Le jeune poète Lucien de Rubempré quitte Angoulême et sa torpeur assassine à la suite de la comtesse de Bargeton, qui a jeté son dévolu sur lui, pour “monter à Paris“ et, espère-t-il, y rencontrer un succès. Il fait partie de cette génération romantique pour laquelle « l’exemple de Napoléon Bonaparte a farci le crâne d’impatience. »
C’est que le jeune ambitieux, convaincu que « la poésie est l’étoile qui mène à Dieu » et qui a déjà commis un recueil de sonnets, « affiche de beaux dehors » et possède un joli brin de plume. Dans ces conditions, Rubempré ne doute pas un instant que Paris se donnera sans réserve à lui.
Semblant lâché par la comtesse, le jeune homme, au fil des rencontres, parvient pourtant à se faire apprécier à la fois par la bonne société et par les libéraux qui tiennent des gazettes influentes.
Engagé dans l’une d’entre elles par le cynique Lousteau, qui l’encourage à être « hargneux par calcul » et s’emploie à dévoyer son indéniable talent, il semble que son destin s’accomplisse. L’ambition de Rubempré n’a dès lors pas plus de limite que son aveuglément. C’est le début de la fin car, de petites compromissions en renoncements et trahisons ignominieuses, il se dévoie progressivement, jusqu’à se renier et se perdre moralement et matériellement.
La société parisienne de son temps, cruelle, l’y aura bien aidé, qui referme sur lui les mâchoires d’un piège destiné à l’abattre, lui et sa maîtresse.
Points forts
Le premier point fort, c’est évidemment le texte de Balzac, et indissociablement, son adaptation par Pauline Bayle, qui est aux manettes et réussit à produire un récit fluide, à la fois centré sur Lucien, tout en donnant une vraie consistance aux principaux personnages - ceux du “cénacle“ (d’Arthez et Chrestien), tout comme Nathan, Lousteau, Finot, le libraire Dauriat ou Coralie - gravitant autour de Rubempré.
La pièce plonge au plus profond de rapports humains dictés par les intérêts personnels et l’absolue nécessité de parvenir à une position sociale “quoiqu’il en coûte“, c’est-à-dire au détriment de l’intégrité, de la sincérité des sentiments ou des convictions : « derrière les rêves se cognent les hommes. »
Encore faut-il être capable de transcrire sur scène la puissance narrative de l’univers balzacien et rendre palpable cette force invisible qui pousse ses héros à en quête permanente de gloire et de fortune.
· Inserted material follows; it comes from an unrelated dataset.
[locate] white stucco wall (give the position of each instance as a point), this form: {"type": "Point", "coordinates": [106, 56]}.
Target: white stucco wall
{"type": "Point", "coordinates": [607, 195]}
Dès l’incipit et l’entrée en matière de la pièce, Pauline Bayle sait nous surprendre, puis maintenir la tension (et l’attention), avant de terminer par un face-à-face quasi-faustien d’excellente facture.
La scène - vaste et autour de laquelle sont assis les spectateurs - est quasi-vide de décor, et le restera tout au long des 2h30 du spectacle. Sans doute est-ce la métaphore d’un monde qui est à créer, à moins qu’il ne s’agisse d’une sorte de néant (le discrédit, l’oubli, la relégation, le déclassement) dans lequel les personnages peuvent tomber à tout moment, au gré de ces jeux de massacre. Cette neutralité du plateau, ainsi que celle des costumes, peut également signifier l’intemporalité d’une « comédie humaine » qui reste d’actualité.
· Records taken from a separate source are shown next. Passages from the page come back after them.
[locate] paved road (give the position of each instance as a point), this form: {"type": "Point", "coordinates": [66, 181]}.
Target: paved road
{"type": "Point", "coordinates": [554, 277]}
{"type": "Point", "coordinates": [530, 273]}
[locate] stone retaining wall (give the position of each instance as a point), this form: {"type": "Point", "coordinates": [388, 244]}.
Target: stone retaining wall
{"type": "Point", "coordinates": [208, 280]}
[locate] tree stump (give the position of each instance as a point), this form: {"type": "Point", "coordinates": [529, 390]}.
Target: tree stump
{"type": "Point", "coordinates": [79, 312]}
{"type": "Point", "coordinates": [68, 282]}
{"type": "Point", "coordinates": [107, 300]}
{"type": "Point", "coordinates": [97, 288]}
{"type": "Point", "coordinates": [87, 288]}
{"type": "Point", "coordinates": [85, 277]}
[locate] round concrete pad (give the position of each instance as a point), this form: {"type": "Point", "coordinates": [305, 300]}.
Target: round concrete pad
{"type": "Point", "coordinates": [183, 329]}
Cet espace constitue le terrain de jeu de comédien-ne-s, qui se démultiplient … Lucien mis à part, tou-te-s interprètent plusieurs personnages, comme s’ils n’étaient que des enveloppes charnelles interchangeables, jouets de leurs désirs et leurs propres tourments. Tou-te-s sont tous épatant-e-s et impeccablement dirigé-e-s.
Quelques réserves
- Tout dans ce spectacle occupe sa juste place, à ceci près que l’on saisit pas bien l’intérêt de faire camper Lucien Rubempré par une comédienne (lors même qu’aucun comédien ne tient de rôle féminin)…
Encore un mot...
On l’a compris, cette pièce traite d’une ambition conduisant le héros à sa perte. Cette ambition a pour cadres - dans le roman de Balzac - la société française d’il y a deux cent ans (la Restauration, 1814/15-1830) et le petit monde grouillant de plumes souvent fielleuses au service d’une presse notoirement vénale qui prétend façonner voire incarner l’opinion.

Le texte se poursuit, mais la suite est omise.